Für die Bestimmung des ausführenden Luftfahrtunternehmens ist es ausschlaggebend, was der Fluggast erkennen konnte und wer ihm gegenüber als ausführendes Unternehmen aufgetreten ist. Die Möglichkeit, dass im Rahmen eines Code-Sharings ein anderes Luftfahrtunternehmen als der Vertragspartner des Fluggastes den Flug ausführt und deshalb ausführendes Luftfahrtunternehmen im Sinne der Verordnung ist, war dem Verordnungsgeber offensichtlich auch bewusst, wie sich aus Art. 3 Abs. 5 der VO ergibt: „Erfüllt ein ausführendes Luftfahrtunternehmen, das in keiner Vertragsbeziehung mit dem Fluggast steht, Verpflichtungen im Rahmen dieser Verordnung, so wird davon ausgegangen, dass es im Namen der Person handelt, die in einer Vertragsbeziehung mit dem betreffenden Fluggast steht“ (vgl. AG Frankfurt am Main, Urt. v. 15.06.2007, 31 C 739/07-23).
Wird ein Flug nicht unter einer Doppelflugnummer, sondern ausschließlich unter einer Flugnummer geführt, so spricht das nicht dafür, dass jemand anderes als die angegebene Fluggesellschaft die Verantwortung für die Durchführung des Fluges i.S.d. Code-Sharings (vgl. AG Bremen, Urt. v. 18.01.2013, 4 C 0516/11).

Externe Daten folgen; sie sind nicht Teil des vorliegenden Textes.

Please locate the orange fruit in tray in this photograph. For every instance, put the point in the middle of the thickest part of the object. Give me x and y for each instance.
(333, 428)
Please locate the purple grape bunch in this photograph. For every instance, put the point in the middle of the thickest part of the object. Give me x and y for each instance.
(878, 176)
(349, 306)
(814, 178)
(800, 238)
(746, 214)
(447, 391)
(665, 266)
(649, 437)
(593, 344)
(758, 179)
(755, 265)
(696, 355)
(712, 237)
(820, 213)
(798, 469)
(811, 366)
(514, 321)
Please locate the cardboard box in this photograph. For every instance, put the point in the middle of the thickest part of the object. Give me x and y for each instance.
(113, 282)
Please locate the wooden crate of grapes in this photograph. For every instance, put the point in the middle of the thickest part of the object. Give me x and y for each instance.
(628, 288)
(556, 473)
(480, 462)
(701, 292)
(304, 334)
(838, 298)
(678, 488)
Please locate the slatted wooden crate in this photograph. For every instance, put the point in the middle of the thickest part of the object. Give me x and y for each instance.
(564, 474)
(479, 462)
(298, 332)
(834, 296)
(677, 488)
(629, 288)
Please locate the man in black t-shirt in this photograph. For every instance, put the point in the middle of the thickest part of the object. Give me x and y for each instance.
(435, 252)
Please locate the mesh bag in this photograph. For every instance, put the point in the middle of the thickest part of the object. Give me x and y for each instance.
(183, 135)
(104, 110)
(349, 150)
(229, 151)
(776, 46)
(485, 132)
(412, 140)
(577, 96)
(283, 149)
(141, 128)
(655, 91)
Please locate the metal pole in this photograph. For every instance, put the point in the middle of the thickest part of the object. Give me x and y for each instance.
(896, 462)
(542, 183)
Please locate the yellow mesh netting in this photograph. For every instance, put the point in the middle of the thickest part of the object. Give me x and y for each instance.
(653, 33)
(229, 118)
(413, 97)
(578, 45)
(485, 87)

Dem Fluggast muss bei der Buchung des Fluges klar sein, dass es sich um einen Code-Sharing-Flug handelt, wenn eine Strecke von einem Partnerunternehmen übernommen werden soll. Ansonsten weiß der Fluggast nicht, an wen er sich im Falle einer Annullierung oder Verspätung wenden kann (vgl. OLG Frankfurt am Main, Beschluss v. 14.02.2007, 16 U 216/06).
Wet-Lease
Fraglich ist auch, wer im Falle der tatsächlichen Ausführung des Fluges durch ein drittes Unternehmen im Rahmen eines "Wet-Lease", richtiger Anspruchsgegner für Ausgleichszahlungsansprüche des Passagieres ist.
Darüber hatte der EuGH (Urt. v. 04.07.2018, Rs. C-532/17) zu entscheiden und zwar speziell über die Frage, ob der Begriff „ausführendes Luftfahrtunternehmen“ i.S.d. VO-EG Nr. 261/2004 („Fluggastrechte-Verordnung“) auch den Fall eines Luftfahrtunternehmens erfasst, das einem anderen Unternehmen im Rahmen eines Vertrages ein Flugzeuges mitsamt Besatzung vermietet („Wet-Lease“), für die Flüge aber nicht die operationelle Verantwortung trägt.

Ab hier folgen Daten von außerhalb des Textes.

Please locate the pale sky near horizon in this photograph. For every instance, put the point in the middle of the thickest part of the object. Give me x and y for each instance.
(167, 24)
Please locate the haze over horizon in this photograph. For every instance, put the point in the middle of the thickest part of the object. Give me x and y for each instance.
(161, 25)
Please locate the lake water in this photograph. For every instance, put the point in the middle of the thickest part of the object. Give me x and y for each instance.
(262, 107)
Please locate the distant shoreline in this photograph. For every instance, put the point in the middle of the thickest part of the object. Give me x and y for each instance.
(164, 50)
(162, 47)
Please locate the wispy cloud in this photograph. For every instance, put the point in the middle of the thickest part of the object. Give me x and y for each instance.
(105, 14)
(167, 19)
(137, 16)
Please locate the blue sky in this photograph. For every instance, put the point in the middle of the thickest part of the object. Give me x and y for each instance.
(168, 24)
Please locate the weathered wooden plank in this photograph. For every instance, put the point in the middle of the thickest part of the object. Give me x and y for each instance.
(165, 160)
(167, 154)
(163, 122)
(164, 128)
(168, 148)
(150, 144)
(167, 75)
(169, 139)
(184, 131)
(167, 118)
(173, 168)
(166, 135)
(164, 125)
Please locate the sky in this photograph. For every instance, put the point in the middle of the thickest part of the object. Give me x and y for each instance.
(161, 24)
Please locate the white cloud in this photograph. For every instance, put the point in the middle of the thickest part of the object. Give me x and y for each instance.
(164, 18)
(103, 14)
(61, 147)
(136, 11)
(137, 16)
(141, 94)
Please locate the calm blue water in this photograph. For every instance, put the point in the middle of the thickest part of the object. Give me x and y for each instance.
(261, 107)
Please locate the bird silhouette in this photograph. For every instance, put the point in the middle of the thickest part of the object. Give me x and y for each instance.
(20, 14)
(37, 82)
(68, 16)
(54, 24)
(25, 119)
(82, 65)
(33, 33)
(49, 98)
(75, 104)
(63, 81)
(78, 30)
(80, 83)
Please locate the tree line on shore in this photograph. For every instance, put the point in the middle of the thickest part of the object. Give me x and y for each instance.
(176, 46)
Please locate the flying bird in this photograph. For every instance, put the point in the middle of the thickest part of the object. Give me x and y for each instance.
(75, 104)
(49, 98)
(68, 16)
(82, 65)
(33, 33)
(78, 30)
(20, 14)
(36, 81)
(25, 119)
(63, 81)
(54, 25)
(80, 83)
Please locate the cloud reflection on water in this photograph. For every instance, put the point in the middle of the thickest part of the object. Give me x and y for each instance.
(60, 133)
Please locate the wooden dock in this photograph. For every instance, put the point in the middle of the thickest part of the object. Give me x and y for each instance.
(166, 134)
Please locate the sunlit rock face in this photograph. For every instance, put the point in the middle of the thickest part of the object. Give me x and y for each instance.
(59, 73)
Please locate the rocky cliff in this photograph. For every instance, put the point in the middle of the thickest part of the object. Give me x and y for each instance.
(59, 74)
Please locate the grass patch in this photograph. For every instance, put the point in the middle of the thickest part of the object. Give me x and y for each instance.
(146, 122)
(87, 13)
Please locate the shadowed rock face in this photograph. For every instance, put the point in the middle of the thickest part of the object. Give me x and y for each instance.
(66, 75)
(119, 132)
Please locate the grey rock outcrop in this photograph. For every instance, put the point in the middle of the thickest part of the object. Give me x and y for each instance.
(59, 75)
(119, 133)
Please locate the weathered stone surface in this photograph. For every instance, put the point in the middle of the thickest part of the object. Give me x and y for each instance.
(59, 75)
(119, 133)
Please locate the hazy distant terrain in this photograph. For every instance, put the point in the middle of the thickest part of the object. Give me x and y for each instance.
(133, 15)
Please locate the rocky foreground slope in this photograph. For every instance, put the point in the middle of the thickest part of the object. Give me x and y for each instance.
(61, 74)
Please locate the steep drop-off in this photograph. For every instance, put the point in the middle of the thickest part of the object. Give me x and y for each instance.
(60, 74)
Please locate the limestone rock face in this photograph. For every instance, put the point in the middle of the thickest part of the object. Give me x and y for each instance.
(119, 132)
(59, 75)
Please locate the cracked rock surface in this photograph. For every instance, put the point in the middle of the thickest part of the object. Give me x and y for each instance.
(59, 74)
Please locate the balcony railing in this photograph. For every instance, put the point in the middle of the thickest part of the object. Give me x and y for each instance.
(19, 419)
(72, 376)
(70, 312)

Der EuGH hat in betreffendem Urteil klargestellt, dass der Begriff „ausführendes Luftfahrtunternehmen“ ein Luftfahrtunternehmen, das einem anderen Unternehmen im Rahmen eines Wet-Lease-Vertrages das Flugzeug samt Besatzung vermietet, selbst aber für die Flüge nicht die operationelle Verantwortung trägt, nicht erfasst. Dies ist auch der Fall, wenn es in der den Fluggästen ausgestellten Buchungsbestätigung heißt, dass der Flug von dem die Crew und Maschine vermietenden Unternehmen ausgeführt wird.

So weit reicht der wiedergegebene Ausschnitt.